Adapted from a recent online discussion.
Valentine’s Day is coming and once again my husband will do nothing for me. He said, after we got married four years ago, he shouldn’t “have to” anymore.
This was a huge shock since, when we were dating and engaged, he would take me out to dinner and send flowers. He never indicated romance was a chore for him. Last year, I still bought him a card and a small gift, but he said he hoped I wasn’t doing it to guilt him into reciprocating, so this year I plan to do nothing. I try to accept his attitude, but it really hurts. My dad still sends flowers to my mom, and my sister got married two years ago and her husband pulls out all the stops.
My husband is a good man who loves me and is excited about becoming a dad (we’re trying right now), so I know I should get over this, but every year when I see the fuss on social media and the whole world seems to be celebrating, I feel so left out and despondent. What can I do?
I wish I had a happier answer for you, but it’s just this, basically: Take it or leave it.
Meaning: If this is the marriage you want (Marriage A), then I urge/beg you to accept the Massacre of Valentine’s Day as a minor price to pay for the life companionship of this man.
If instead this is not the marriage you want (Marriage B), and if his peevish anti-floralist fakeout is a symbol of everything you don’t get out of the marriage — romance, open-mindedness, spontaneity, superficial indulgence just because he likes to see you happy — and/or if it’s a symbol of everything you do get out of it, like disappointment, frustration, pedantry fatigue and Facebook envy, then please recognize this as a potentially marriage-ending problem. That means you start the work of dissecting the relationship under the supervision of a skilled therapist (go solo to start).
And if it’s B or if you’re not sure whether it’s A or B, then please stop the “trying right now” for children. Immediately.

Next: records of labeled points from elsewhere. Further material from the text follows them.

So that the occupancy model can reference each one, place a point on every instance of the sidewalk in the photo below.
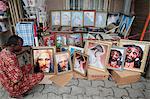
(89, 89)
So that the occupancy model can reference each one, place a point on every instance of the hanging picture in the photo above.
(136, 54)
(101, 19)
(63, 62)
(65, 18)
(98, 53)
(77, 19)
(80, 63)
(117, 58)
(89, 18)
(43, 59)
(55, 18)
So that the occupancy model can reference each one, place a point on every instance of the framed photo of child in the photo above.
(80, 63)
(136, 54)
(98, 53)
(63, 62)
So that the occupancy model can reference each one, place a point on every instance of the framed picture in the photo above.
(61, 40)
(72, 49)
(55, 18)
(98, 52)
(117, 58)
(101, 18)
(63, 62)
(136, 54)
(64, 48)
(43, 59)
(77, 19)
(89, 17)
(125, 25)
(80, 63)
(65, 18)
(74, 39)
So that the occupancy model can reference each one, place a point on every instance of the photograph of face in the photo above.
(77, 19)
(97, 53)
(43, 60)
(80, 63)
(63, 62)
(61, 40)
(117, 57)
(101, 19)
(55, 16)
(134, 55)
(89, 18)
(65, 18)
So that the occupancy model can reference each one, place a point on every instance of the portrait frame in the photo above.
(37, 51)
(90, 44)
(120, 61)
(145, 48)
(57, 57)
(55, 18)
(101, 18)
(85, 57)
(89, 18)
(66, 18)
(77, 19)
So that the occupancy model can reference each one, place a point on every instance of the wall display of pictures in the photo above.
(74, 39)
(43, 59)
(55, 18)
(80, 63)
(117, 58)
(64, 48)
(72, 49)
(101, 18)
(125, 25)
(63, 62)
(112, 18)
(136, 54)
(98, 53)
(77, 19)
(65, 18)
(61, 40)
(89, 17)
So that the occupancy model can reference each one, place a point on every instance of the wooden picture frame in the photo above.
(63, 62)
(65, 18)
(80, 63)
(89, 18)
(136, 61)
(55, 18)
(101, 18)
(43, 59)
(98, 52)
(77, 19)
(117, 58)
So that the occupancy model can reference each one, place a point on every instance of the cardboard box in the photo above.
(97, 75)
(125, 77)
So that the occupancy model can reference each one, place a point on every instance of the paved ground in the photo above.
(85, 89)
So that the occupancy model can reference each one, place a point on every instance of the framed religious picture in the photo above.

For what it’s worth: I struggle to square “really good man who loves me” with howlers like “shouldn’t have to anymore” and “doing it to guilt him.” Those are terrible slaps in the face. If he is and has always been kind of formal/rigid/emotionally clueless but means well, then that would … maybe not square, but square-ish. (It still wouldn’t excuse the false promise and pretense of using gestures to woo you that he plainly always intended to drop the nanosecond after “I do.”) Yet, if that’s true and it’s just how he’s always been, then presumably you’d know that of him and stop harboring these unrealistic hopes, no?
Which really brings us back to the main question: Is he, while acting as he always has acted, the husband you want? As-is?
Re: Valentine’s Day:
Don’t be afraid to tell him it matters to you, even if he thinks it shouldn’t.
Fair enough. Set a low bar, though — flowers — and make dinner reservations yourself.
Re: Valentine’s Day:
Also, stop acknowledging fake holidays.
— [Buzzkill Lightyear]
Ha. Except they’re all fake. Made-up. Every single one.